State Failure Revisited II: Actors of Violence and Alternative Forms of Governance, INEF-Report 89

Tobias Debiel, Daniel Lambach

January 2007

Institute for Development and Peace

Abstract

This INEF report is the companion piece to “State Failure Revisited I: Globalization of Security and Neighborhood Effects” (INEF Report 87/2007). While the first working paper mainly took a structural perspective and dealt with the global and regional level, the contributions in our new study put those actors in the spotlight who shape national and local arenas.

Daniel Biró’s paper on warlordism in the “Westphalian Periphery” reconstructs different waves of warlord analysis (European feudalism; China at the beginning 20th century; Africa in the 1990s) and evaluates the usefulness of applying related concepts like praetorianism, organized crime, caudillismo, and insurgency. The article challenges the dominant view that warlords are almostexclusively driven by economic interests and instead looks at warlordism as an alternative form of governance in contexts that are defined by “oligopolies of violence”. Under these circumstances, warlords impact state‐building and may even allow for the provision of public goods. Driving factors are the warlord’s need to mobilize a minimum degree of legitimacy within local communities or his aspiration to gain control over society. Furthermore, as Biró argues, warlords may hold the local population captive if humanitarian organizations are willing to deliver social services as they can thus diversify their modes of ‘resource extraction’ and increase their autonomy.

Andreas Mehler and Judy Smith‐Höhn present an empirical case study on Liberia and Sierra Leone. Which security‐relevant actors are perceived as being able to offer protection? Who is a potential source of threat? Preliminary answers to these guiding questions are given for Liberia, based on data collected in 2006. It turns out that urban respondents regarded the UN Mission in Liberia (UNMIL) as overwhelmingly important for their personal safety, followed by the Liberia National Police (18.4%).

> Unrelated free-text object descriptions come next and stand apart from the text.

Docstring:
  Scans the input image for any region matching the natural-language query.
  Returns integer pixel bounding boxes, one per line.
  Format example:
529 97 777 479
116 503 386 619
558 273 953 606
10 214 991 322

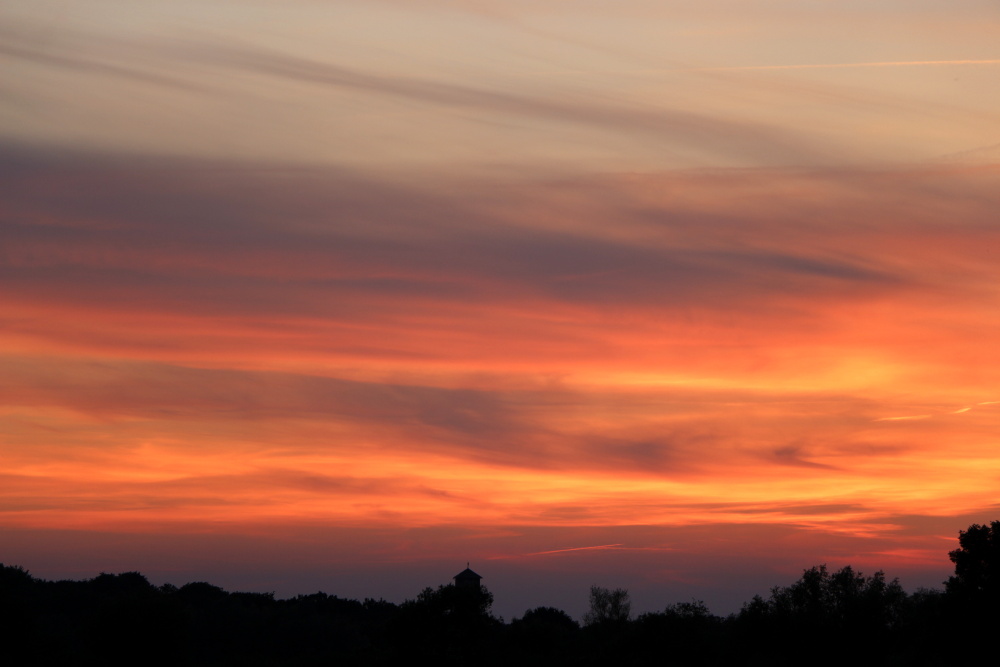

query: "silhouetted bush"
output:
509 606 581 663
6 520 1000 665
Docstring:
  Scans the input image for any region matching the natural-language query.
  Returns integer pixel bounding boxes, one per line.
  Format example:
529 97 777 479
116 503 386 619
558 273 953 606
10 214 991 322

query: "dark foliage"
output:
632 600 725 666
392 584 502 665
1 520 997 665
946 520 1000 602
733 564 907 665
583 585 631 626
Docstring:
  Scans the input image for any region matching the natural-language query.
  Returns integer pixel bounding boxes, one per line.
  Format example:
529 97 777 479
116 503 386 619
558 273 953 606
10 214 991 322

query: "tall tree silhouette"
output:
946 520 1000 602
584 586 631 625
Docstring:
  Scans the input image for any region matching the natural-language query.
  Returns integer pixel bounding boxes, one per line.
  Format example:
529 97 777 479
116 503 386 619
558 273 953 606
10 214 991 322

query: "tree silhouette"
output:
393 583 500 664
946 520 1000 603
583 586 631 625
633 600 722 666
509 607 580 660
734 563 907 664
12 519 1000 667
758 564 904 630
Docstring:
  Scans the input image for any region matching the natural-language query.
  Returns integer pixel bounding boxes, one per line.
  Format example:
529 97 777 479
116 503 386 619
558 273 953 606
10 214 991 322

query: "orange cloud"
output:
1 147 998 616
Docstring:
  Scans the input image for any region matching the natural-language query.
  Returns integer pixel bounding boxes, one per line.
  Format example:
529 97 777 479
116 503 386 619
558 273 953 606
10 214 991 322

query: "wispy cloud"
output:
875 401 998 422
490 543 684 559
0 21 830 165
0 42 209 92
525 544 623 556
704 59 1000 71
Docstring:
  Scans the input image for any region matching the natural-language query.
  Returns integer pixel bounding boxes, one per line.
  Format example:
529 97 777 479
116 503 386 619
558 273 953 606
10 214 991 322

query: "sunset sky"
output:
2 0 999 619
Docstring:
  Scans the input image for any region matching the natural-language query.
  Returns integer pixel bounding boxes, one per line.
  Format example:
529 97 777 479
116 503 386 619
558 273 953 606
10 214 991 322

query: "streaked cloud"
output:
706 59 1000 71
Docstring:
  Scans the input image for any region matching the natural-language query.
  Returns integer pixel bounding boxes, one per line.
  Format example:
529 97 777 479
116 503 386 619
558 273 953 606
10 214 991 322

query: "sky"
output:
2 0 999 620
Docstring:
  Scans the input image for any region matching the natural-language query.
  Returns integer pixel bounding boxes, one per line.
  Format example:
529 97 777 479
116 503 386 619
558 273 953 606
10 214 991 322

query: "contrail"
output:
874 415 931 422
875 400 998 422
528 544 624 556
705 59 1000 72
487 544 625 560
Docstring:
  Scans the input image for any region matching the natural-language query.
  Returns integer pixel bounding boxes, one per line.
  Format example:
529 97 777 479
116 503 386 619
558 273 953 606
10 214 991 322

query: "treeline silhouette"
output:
2 520 998 666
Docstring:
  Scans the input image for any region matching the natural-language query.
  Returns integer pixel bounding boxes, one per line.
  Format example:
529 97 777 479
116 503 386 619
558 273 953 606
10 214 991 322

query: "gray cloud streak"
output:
0 18 828 165
0 146 908 325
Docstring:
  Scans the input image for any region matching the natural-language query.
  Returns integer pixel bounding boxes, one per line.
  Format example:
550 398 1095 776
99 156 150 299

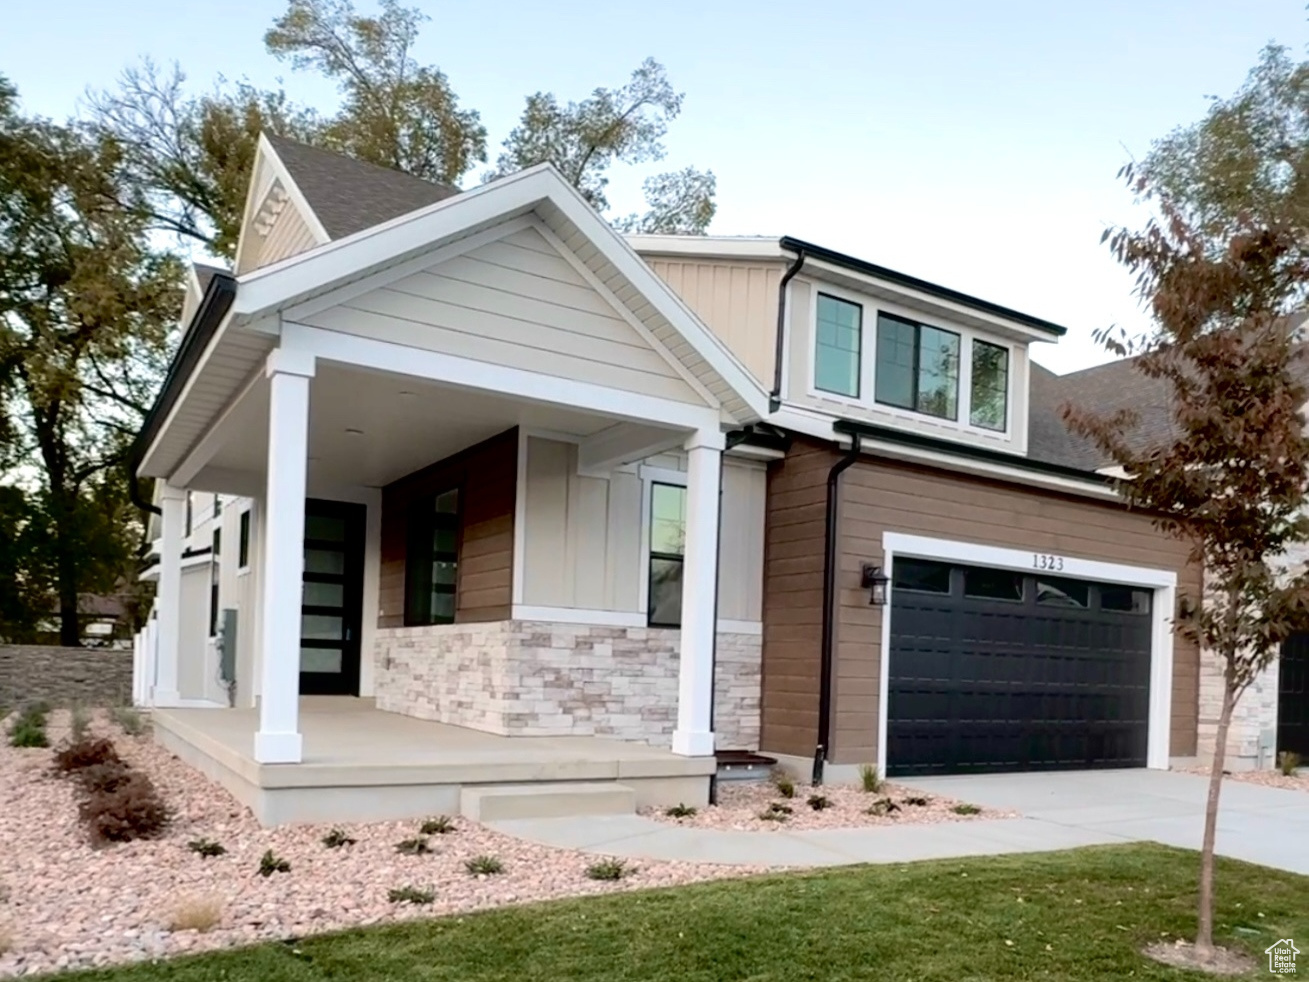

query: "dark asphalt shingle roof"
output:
264 133 459 240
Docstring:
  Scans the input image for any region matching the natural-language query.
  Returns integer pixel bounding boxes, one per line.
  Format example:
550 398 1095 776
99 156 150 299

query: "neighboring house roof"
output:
263 134 459 240
192 262 226 294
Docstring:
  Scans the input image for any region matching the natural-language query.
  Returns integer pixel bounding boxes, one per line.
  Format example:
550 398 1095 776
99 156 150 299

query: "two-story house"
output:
129 135 1202 824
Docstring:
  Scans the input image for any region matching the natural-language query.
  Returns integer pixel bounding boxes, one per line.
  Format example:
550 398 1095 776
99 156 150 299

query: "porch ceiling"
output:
196 362 616 491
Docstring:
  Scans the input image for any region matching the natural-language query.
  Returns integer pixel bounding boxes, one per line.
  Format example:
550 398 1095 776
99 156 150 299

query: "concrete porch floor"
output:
153 697 714 826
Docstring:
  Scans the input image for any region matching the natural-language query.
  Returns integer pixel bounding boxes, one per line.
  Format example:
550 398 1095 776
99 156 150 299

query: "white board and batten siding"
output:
520 436 765 623
302 226 706 406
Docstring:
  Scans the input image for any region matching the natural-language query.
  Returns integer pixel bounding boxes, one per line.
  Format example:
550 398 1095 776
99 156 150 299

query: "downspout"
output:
813 433 862 785
768 248 806 413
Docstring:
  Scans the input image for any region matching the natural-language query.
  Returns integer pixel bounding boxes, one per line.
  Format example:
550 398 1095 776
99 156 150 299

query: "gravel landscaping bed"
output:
643 777 1016 830
0 710 764 979
1176 764 1309 792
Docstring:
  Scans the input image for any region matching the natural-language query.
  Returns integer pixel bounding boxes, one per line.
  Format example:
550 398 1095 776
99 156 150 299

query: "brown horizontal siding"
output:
759 439 841 757
759 434 1202 768
378 428 517 627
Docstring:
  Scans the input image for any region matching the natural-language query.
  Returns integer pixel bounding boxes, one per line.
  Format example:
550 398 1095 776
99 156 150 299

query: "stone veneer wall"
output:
0 644 133 708
373 620 761 750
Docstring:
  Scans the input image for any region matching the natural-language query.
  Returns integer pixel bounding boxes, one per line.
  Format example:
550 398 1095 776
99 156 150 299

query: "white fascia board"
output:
770 405 1119 502
803 257 1059 345
624 235 785 261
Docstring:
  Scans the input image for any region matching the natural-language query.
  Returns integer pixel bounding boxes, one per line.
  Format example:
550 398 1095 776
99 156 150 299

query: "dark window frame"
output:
238 510 251 569
208 528 221 637
404 485 462 628
874 311 961 421
969 339 1010 432
647 482 686 628
814 292 864 398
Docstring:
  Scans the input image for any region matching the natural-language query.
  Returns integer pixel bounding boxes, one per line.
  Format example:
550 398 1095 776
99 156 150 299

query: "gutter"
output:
813 432 862 785
769 246 806 413
126 272 238 517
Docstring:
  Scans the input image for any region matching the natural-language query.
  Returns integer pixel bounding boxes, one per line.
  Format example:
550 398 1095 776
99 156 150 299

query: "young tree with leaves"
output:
0 77 182 645
1064 202 1309 967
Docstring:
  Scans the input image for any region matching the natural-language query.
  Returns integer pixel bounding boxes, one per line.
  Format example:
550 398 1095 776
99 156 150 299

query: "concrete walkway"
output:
487 770 1309 873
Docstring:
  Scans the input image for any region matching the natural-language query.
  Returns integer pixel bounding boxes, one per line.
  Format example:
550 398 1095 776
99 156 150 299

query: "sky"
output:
2 0 1306 375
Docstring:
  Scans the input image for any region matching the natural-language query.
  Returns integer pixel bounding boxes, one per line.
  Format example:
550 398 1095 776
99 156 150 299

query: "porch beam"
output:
671 427 726 757
576 422 684 477
151 483 186 706
253 347 315 764
280 321 721 432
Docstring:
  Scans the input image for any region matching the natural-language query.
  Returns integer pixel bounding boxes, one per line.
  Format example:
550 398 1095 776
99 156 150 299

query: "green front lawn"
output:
55 844 1307 981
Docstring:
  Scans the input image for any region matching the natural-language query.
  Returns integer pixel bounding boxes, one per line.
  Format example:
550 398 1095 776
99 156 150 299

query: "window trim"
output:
873 311 961 423
813 292 864 399
969 338 1010 432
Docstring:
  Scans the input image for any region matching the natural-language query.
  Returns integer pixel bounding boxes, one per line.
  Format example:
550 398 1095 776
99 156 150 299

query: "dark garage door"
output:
886 558 1154 777
1278 634 1309 759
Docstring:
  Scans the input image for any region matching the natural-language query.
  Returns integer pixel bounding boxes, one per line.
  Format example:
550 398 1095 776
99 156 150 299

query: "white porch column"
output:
254 348 315 764
671 428 725 757
152 484 186 706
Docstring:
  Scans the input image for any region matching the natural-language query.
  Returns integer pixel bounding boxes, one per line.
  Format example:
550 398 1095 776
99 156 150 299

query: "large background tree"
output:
0 76 181 645
1064 44 1309 970
90 0 715 260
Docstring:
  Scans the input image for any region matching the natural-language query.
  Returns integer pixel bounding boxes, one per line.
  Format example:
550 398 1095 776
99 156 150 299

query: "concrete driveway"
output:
903 769 1309 874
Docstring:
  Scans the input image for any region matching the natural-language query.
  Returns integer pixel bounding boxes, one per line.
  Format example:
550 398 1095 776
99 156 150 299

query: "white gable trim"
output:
231 165 767 421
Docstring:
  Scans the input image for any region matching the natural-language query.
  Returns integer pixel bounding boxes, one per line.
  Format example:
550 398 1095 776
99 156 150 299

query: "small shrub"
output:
69 705 91 742
7 719 48 748
902 795 930 807
858 763 883 794
807 794 831 811
585 858 634 881
110 706 146 737
772 772 796 799
78 761 132 794
79 772 168 843
258 850 290 877
322 828 356 849
866 797 901 817
388 885 435 905
664 803 697 819
766 801 793 816
419 815 456 835
758 808 788 822
53 737 122 775
1277 750 1302 776
395 837 432 856
465 854 504 876
952 803 982 816
168 895 222 933
187 837 227 858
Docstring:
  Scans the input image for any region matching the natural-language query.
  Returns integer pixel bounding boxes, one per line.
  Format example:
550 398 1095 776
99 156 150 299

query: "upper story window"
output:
813 294 862 397
874 313 960 421
970 340 1009 431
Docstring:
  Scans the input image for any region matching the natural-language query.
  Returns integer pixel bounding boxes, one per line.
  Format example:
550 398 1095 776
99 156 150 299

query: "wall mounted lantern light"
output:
860 563 890 606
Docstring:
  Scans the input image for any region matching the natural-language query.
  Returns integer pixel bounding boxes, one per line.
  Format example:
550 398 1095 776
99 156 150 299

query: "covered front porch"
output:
154 697 715 826
131 164 768 821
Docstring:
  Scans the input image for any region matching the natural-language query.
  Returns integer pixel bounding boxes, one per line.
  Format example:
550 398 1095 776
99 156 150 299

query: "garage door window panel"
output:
963 567 1023 602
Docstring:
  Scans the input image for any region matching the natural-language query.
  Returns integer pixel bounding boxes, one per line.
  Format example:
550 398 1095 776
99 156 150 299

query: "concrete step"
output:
460 782 637 821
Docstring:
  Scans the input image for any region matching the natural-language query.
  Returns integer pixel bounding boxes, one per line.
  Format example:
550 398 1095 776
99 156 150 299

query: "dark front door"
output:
300 499 366 696
1278 634 1309 759
886 558 1154 777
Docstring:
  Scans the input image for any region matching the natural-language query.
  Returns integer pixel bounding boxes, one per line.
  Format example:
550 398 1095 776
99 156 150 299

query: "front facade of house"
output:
131 134 1295 819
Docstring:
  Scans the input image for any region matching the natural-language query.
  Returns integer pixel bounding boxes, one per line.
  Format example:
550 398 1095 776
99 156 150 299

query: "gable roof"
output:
263 134 459 240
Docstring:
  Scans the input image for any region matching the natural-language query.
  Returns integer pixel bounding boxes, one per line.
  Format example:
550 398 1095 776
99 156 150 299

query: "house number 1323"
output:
1033 553 1064 571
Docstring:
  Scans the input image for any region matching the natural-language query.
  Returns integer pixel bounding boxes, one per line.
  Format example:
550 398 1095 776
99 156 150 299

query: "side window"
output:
238 510 251 569
970 340 1009 431
647 483 687 627
405 488 460 626
814 294 863 397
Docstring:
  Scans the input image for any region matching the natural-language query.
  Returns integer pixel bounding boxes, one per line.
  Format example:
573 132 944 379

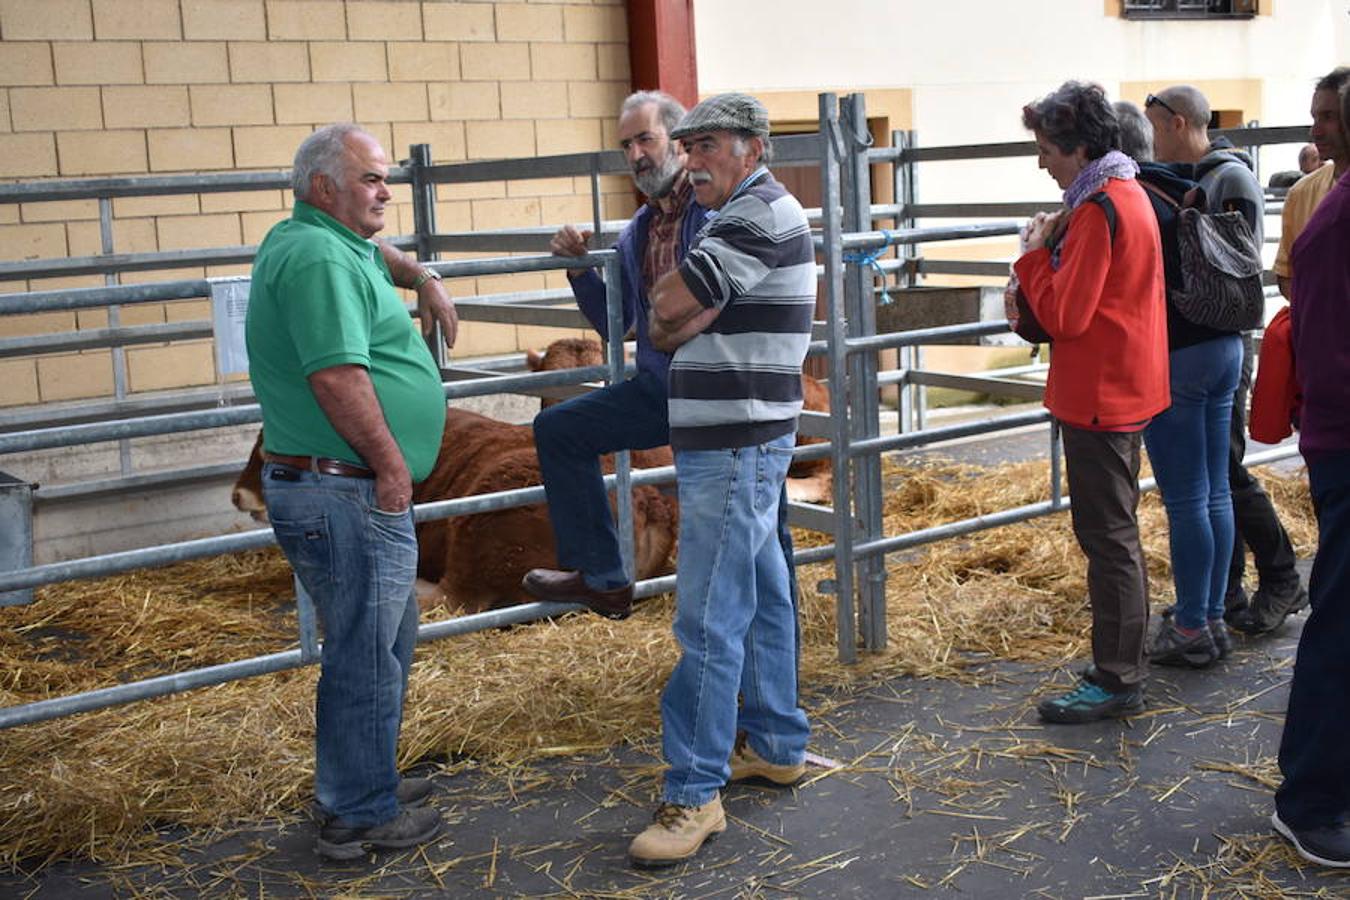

Vigilantes, areas teams, and neighborhood watches were assessed as ambivalent, being partly a source of protection but also a source of concern. The major threats for personal security, however, obviously stem from street boys, ex‐combatants, political party militias, and secret societies. The contribution concludes that international engagement in security sector reform will remain crucial. But it also argues that a clear understanding of all relevant local players, including non‐state actors, is necessitated because their relevance will grow as soon as external actors withdraw their personnel and resources.